Instrumentality generally defines a correlation between means and ends and can be set up to question the correlation between technology and philosophy. This talk will address instrumentality in terms of the critique of instrumental reason and its legacy in contemporary discussions on intelligent automation in the context of global computational capital. By drawing on American pragmatism, this talk proposes a notion of instrumentality that refuses the equation of the medium with thinking and of the datum with the ideatum. Instrumentality can rather offer alternatives for dialogues on philosophy and technology. The crisis of transcendental reason that returns in the computational configurations of racial capitalism (the extraction/abstraction of the flesh, land, water, oil, cognitive, creative, and social labour in algorithmic rules and data infrastructures) becomes a radical possibility for hacking the equation of instrumental reason at the core of Western metaphysics. As much as the myth of Prometheus appears to intensify the global speciation of knowledge – where the gendering, racializing and sexualizing conditions of knowing are recursively repeated across culture – so too do intelligent automation falls short of fulfilling the universality of the manifest image of man: the mismatch between thoughts and means can no longer be repaired.
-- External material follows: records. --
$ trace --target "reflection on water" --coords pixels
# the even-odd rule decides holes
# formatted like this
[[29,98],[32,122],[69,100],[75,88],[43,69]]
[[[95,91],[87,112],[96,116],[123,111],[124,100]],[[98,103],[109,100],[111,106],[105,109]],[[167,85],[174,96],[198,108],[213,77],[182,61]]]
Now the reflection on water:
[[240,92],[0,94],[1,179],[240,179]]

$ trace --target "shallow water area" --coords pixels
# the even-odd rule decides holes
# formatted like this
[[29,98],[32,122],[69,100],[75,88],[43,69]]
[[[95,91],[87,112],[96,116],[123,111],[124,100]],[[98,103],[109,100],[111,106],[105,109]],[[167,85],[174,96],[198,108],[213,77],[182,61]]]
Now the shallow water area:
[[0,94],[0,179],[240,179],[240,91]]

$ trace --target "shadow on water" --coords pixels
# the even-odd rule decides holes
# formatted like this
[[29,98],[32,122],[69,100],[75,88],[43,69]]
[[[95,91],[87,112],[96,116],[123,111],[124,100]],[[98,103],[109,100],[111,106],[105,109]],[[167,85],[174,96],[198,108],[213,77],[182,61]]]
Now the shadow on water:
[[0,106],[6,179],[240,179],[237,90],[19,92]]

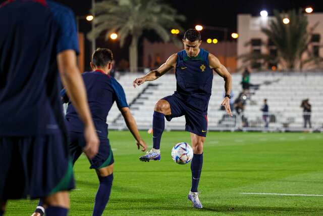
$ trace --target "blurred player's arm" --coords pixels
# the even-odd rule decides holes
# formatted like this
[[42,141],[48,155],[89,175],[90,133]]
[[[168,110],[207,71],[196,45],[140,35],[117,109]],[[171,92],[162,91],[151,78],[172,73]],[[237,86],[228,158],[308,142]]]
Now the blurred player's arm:
[[122,116],[125,119],[126,124],[130,132],[132,134],[132,136],[136,140],[137,146],[139,149],[140,146],[142,147],[141,151],[145,151],[147,149],[147,145],[145,141],[142,140],[139,135],[139,132],[138,131],[138,128],[137,127],[137,124],[136,123],[136,120],[135,118],[133,117],[130,110],[129,107],[122,107],[120,108],[120,111]]
[[84,84],[76,64],[75,51],[66,50],[59,53],[57,55],[57,64],[67,95],[84,123],[84,137],[87,145],[83,150],[91,158],[97,153],[99,140],[92,120]]
[[66,90],[65,89],[61,90],[61,99],[63,103],[67,103],[70,100],[69,96],[68,96],[67,94],[66,94]]
[[[232,77],[227,68],[221,64],[218,58],[210,53],[208,54],[208,62],[210,67],[213,69],[220,76],[223,77],[225,81],[224,88],[226,95],[230,95],[232,89]],[[225,97],[221,105],[225,107],[227,113],[232,116],[232,113],[230,109],[230,99],[228,97]]]
[[176,61],[177,61],[177,54],[172,55],[166,61],[166,62],[163,64],[156,70],[152,70],[145,76],[140,78],[137,78],[133,82],[134,88],[136,85],[140,85],[146,81],[153,81],[158,78],[164,74],[169,71],[173,68],[176,67]]

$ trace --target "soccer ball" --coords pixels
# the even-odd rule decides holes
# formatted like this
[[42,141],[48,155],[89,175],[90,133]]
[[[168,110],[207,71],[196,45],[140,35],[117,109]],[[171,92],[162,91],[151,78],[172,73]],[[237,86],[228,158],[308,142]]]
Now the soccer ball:
[[193,158],[193,149],[186,143],[178,143],[172,149],[172,158],[179,164],[186,164]]

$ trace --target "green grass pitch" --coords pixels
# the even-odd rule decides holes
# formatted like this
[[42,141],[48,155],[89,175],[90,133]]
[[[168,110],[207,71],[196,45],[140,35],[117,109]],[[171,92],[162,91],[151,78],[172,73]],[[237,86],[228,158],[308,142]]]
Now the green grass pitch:
[[[140,133],[151,146],[151,135]],[[190,164],[171,157],[176,143],[190,143],[188,133],[164,133],[159,162],[139,161],[129,132],[112,131],[109,138],[115,179],[103,215],[323,215],[322,196],[241,194],[323,195],[323,134],[209,132],[199,186],[202,209],[187,200]],[[91,215],[98,181],[89,167],[83,155],[74,166],[70,215]],[[10,201],[6,215],[30,215],[36,203]]]

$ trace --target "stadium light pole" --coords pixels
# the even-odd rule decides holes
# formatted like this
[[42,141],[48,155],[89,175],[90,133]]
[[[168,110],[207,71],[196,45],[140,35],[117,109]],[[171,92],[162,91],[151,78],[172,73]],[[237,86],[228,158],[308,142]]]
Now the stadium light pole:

Luciana Parisi is a Professor at the Program in Literature and Computational Media Art and Culture at Duke University. Her research is a philosophical investigation of technology in culture, aesthetics and politics. She was a member of the CCRU (Cybernetic Culture Research Unit) and currently a co-founding member of CCB (Critical Computation Bureau). She is the author of Abstract Sex: Philosophy, Biotechnology and the Mutations of Desire (2004, Continuum Press) and Contagious Architecture. Computation, Aesthetics and Space (2013, MIT Press). She is completing a monograph on alien epistemologies and the transformation of logical thinking in computation.
About the series
The Dialogues on Philosophy and Technology seminar series is initiated by the Cosmotechnics/Critical AI research project, supported by the City University of Hong Kong in collaboration with the Research Network for Philosophy and Technology. The series running from Fall/Spring 2021/22 features talks and workshops with leading scholars in the philosophy of technology and aims to address urgent questions on philosophy and technology today.